Le développement est un des plus grandioses de Haydn dans une symphonie. Il est essentiellement construit sur la combinaison du premier thème et du second. D'abord le premier thème est aux basses tandis que le second est répété de manière obstinée par les violons, ensuite le premier thème passe aux violons tandis que le second aux basses. Les intervalles du premier thème qui avaient attiré notre attention deviennent de plus en plus osés et amènent des
dissonances audacieuses. La transition pathétique qui amène la réexposition est d'une beauté à couper le souffle (3).
L'
andante en mi bémol majeur ¾ est remarquable, hormis la noblesse de son thème initial, ainsi que de la suite du chant marqué de chromatismes, par les contrastes entre passages piano voire
pianissimo et des explosions forte voire
fortissimo de tout l'orchestre, oppositions que je trouve très théatrales. Les dix dernières mesures
pianissimo sont une merveille d'orchestration alliant vents et cordes de la manière la plus subtile (1).
Le Menuet
Allegretto en sol majeur est très dansant et le trio, un laëndler confié principalement à la flûte, particulièrement mélodieux.
Le finale
Vivace 12/8 au rythme de tarentelle est un
magnifique morceau de sonate monothématique. Wizewa et Saint Foix ont signalé la ressemblance de ce finale avec celui de la symphonie en ré majeur K1 133 de
Wolfgang Mozart (1772) (4,5). Un souffle puissant anime le finale de
Haydn et donne à la symphonie une conclusion pleine de vigueur. Pendant le développement les premiers violons répètent un motif issu du thème principal tandis que les autres cordes et les vents appuient le discours musical par de violents accords
sforzando passant par les modulations les plus variées (1).
(1) Partition consultable
http://imslp.info/files/imglnks/usimg/f/f8/IMSLP31402-PMLP61586-Haydn_Sinfonia_Hob_I_83__g.pdf(2) Antony Hodgson, The Music of Joseph Haydn: The Symphonies. London: The Tantivy Press (1976): 103.

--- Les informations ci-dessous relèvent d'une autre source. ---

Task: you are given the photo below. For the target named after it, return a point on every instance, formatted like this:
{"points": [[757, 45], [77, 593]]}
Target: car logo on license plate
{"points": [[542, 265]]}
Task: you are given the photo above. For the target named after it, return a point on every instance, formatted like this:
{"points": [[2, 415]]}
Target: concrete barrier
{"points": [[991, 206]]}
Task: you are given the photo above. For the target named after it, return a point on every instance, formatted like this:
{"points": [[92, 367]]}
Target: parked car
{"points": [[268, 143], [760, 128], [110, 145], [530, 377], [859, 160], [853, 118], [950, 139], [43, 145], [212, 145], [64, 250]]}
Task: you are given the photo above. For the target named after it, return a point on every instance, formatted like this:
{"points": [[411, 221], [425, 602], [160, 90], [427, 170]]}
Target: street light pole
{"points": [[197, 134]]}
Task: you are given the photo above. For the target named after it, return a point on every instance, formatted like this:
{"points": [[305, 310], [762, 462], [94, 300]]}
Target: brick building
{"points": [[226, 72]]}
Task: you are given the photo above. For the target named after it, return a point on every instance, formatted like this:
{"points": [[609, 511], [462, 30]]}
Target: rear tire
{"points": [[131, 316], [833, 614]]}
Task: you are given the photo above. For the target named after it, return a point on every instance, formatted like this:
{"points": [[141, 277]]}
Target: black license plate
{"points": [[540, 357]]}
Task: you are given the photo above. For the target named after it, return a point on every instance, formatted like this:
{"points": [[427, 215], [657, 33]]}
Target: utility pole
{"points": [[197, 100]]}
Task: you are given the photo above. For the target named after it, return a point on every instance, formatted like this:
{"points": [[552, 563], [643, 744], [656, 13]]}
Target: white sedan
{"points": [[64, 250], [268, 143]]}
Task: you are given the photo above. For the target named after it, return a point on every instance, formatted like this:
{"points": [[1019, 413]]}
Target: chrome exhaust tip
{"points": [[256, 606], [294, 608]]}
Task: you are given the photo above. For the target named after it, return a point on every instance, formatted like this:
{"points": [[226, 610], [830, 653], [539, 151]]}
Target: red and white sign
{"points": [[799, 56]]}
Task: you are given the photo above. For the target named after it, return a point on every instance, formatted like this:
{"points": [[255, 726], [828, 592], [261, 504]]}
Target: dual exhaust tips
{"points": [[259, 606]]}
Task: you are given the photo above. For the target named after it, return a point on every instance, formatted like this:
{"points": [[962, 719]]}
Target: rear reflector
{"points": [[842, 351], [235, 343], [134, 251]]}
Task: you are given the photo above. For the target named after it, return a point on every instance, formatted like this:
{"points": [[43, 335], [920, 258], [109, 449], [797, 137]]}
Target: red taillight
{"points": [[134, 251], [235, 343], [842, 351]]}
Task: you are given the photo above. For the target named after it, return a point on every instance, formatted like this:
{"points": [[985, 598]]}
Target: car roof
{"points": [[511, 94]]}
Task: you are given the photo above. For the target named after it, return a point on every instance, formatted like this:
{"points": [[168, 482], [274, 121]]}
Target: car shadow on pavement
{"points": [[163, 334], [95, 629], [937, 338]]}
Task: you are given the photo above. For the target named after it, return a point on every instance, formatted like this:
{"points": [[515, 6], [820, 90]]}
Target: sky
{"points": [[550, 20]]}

(3) Il est possible que ce mouvement ait impressionné Mozart et inspiré le premier mouvement de la symphonie en sol mineur K1 550 et notamment son développement. En outre les tournures mélodiques de l'andante de Haydn ont, à mon humble avis, une allure mozartienne en raison de leurs chromatismes.
(4) Théodore de Wizewa et Georges de Saint Foix, W.A. Mozart, Le jeune Prodige. Tome I, Desclée de Brouwer, 1937.
(5) Ressemblances certainement fortuites car il est hautement probable qu'en 1785 les symphonies de jeunesse de Mozart étaient reléguées aux oubliettes mais qui témoignent du niveau artistique étonnant auquel s'étaient élevées les quatre symphonies K1 131 en fa, 132 en mi bémol, 133 en ré et 134 en la de Mozart.